Contributing to HydroErr

We welcome contributions from the community! Whether you’re fixing bugs, adding new error metrics, improving documentation, or enhancing the codebase, your contributions help make HydroErr better.

Getting Started

Before you begin, ensure you have the following installed:

Setting Up Your Development Environment

  1. Fork and Clone the Repository

    git clone https://github.com/BYU-Hydroinformatics/HydroErr.git
    cd HydroErr
    
  1. Install Dependencies

    uv sync
    

Development Workflow

  1. Create a Feature Branch

    Use a descriptive branch name for your changes:

    git checkout -b feature/your-feature-name
    # or
    git checkout -b fix/issue-number
    
  2. Make Your Changes

    When implementing new features or metrics:

    • Write clear, modular code

    • Include comprehensive docstrings using the NumPy docstring format

    • Include relevant references to scholarly papers in docstrings

  3. Write Tests

    Add test cases for any new functionality in the tests/ directory:

    # Run tests to ensure nothing is broken
    uv run pytest
    
    • Aim for high code coverage

    • Test edge cases (NaN, Inf, negative, and zero values)

    • Test with different data structures (lists, NumPy arrays, Pandas Series/DataFrames)

  4. Ensure Code Quality

    • Follow PEP 8 style guidelines

    • Run the full test suite before committing

  5. Commit and Push

    git add .
    git commit -m "Clear description of your changes"
    git push origin feature/your-feature-name
    
  6. Create a Pull Request

    • Go to GitHub and create a new pull request

    • Provide a clear title and description

    • Link any related issues

    • Wait for continuous integration pipeline to pass

Contributing Metrics

When adding new error metrics:

  • Ensure the metric is mathematically sound and well-documented

  • Include references to the scholarly paper or source where the metric is defined

  • Add usage examples in the docstring

  • Test with various hydrologic datasets

  • Document the metric’s advantages and limitations

Contributing to the Documentation

The documentation can be built locally with this command:

uv run --only-group docs sphinx-build docs/ docs/_build

It will generate the documentation files in the docs/_build directory. You can open that directory and open the index.html file to locally view the docs.

Important Guidelines

  • Code Style: Follow PEP 8 guidelines. Code should be clean and well-commented.

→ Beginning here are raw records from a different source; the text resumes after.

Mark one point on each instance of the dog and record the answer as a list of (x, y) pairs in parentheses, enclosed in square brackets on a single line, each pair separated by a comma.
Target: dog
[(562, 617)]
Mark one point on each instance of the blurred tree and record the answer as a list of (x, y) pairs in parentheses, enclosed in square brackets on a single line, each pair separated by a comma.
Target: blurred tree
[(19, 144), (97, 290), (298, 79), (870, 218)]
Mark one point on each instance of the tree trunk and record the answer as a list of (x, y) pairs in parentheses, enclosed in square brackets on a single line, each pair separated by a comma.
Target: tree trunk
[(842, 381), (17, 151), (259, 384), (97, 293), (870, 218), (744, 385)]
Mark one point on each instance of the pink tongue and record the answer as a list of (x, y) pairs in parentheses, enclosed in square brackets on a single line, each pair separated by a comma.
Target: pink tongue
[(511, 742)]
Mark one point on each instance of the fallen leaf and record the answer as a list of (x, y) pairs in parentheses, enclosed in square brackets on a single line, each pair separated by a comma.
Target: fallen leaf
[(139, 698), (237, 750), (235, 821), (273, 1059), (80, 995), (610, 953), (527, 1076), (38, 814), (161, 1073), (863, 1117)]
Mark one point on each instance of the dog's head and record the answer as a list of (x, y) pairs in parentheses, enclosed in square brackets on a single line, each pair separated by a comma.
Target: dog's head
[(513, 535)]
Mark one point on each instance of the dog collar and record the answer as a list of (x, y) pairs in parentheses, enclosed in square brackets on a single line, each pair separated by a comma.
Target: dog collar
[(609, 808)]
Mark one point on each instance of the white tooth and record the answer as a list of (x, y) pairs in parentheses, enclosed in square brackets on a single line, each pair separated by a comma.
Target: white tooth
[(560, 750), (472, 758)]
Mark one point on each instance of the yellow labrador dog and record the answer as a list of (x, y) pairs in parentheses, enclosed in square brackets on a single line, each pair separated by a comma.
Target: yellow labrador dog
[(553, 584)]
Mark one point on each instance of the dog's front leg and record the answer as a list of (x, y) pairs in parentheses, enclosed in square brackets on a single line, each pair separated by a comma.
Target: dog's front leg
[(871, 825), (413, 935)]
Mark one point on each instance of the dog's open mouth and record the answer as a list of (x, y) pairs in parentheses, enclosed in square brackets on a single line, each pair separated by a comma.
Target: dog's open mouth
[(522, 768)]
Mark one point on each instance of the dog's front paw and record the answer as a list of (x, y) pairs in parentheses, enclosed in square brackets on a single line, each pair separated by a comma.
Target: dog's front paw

  • Documentation: All functions and classes must include NumPy-style docstrings.

  • Testing: Write tests for new features. Ensure all tests pass before submitting a PR.

  • Pull Requests: Always create pull requests before merging to the main branch. This allows continuous integration testing and code review.

  • Communication: If you’re working on a large feature, open an issue first to discuss it with the maintainers.

For BYU-Hydroinformatics Members

Please make pull requests before merging changes to the master branch. This ensures continuous integration testing and maintains code quality standards.